CLI options

  • --help displays help

  • --silent runs in silent mode. No output is generated on the console.

  • --config_dir defines directory where jobs are stored instead of default ~/.fscrawler.

  • --api_key defines the Elasticsearch Api Key to use. Do not use with --username or --access_token. Read Using Credentials (Security).

  • --access_token defines the Elasticsearch Access Token to use. Do not use with --username or --api_key. Read Using Credentials (Security).

  • --username defines the username to use (Deprecated). Do not use with --api_key or --access_token. Read Using Credentials (Security).

  • --loop x defines the number of runs we want before exiting. See Loop.

  • --restart restart a job from scratch. See Restart.

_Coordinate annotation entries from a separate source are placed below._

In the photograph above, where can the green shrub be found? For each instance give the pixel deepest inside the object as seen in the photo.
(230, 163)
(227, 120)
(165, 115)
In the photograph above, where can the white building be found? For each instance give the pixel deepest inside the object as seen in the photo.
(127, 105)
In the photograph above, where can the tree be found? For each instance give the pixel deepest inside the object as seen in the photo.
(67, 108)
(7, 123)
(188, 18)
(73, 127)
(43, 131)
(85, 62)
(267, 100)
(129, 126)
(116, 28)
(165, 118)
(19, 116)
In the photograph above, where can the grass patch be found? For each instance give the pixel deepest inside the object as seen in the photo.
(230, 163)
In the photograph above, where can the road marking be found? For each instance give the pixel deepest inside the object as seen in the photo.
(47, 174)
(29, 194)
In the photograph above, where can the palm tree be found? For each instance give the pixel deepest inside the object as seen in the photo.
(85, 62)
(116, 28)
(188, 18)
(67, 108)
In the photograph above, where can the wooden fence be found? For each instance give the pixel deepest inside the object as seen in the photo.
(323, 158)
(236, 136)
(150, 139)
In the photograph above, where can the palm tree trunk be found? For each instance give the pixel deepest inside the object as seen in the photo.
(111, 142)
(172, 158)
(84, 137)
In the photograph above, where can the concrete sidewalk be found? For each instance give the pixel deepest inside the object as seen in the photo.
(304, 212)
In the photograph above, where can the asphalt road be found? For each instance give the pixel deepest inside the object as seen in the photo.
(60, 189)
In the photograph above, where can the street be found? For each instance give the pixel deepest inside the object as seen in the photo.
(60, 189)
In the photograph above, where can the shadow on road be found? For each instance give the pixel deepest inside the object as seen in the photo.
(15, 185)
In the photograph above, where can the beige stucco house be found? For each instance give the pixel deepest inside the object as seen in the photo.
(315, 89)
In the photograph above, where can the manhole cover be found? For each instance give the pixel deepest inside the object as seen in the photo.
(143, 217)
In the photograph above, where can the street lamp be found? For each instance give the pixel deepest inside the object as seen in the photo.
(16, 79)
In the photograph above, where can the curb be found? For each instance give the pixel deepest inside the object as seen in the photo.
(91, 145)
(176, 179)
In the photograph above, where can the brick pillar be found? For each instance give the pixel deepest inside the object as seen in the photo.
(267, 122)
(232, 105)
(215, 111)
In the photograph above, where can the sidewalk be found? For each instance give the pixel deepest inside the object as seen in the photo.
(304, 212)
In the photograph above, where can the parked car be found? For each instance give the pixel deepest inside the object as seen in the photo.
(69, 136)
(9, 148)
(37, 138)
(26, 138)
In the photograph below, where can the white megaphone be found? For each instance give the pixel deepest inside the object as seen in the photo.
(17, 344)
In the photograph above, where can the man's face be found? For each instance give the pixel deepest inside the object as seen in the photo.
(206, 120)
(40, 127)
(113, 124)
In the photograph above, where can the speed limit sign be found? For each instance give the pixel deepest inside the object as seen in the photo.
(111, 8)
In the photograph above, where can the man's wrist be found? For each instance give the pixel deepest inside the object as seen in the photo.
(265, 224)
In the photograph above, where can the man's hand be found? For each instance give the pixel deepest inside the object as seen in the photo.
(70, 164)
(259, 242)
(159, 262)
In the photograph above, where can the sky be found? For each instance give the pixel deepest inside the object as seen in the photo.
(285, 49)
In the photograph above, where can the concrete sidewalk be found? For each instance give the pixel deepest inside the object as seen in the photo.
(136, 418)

  • --rest starts the REST service. See Rest.

Loop

New in version 2.2.

--loop x defines the number of runs we want before exiting:

  • X where X is a negative value means infinite, like -1 (default)

  • 0 means that we don’t run any crawling job (useful when used with rest).

  • X where X is a positive value is the number of runs before it stops.

If you want to scan your hard drive only once, run with --loop 1.

Restart

New in version 2.2.

You can tell FSCrawler that it must restart from the beginning by using --restart option:

bin/fscrawler job_name --restart

In that case, the {job_name}/_status.json file will be removed.

Rest

New in version 2.3.

If you want to run the REST service without scanning your hard drive, launch with:

bin/fscrawler --rest --loop 0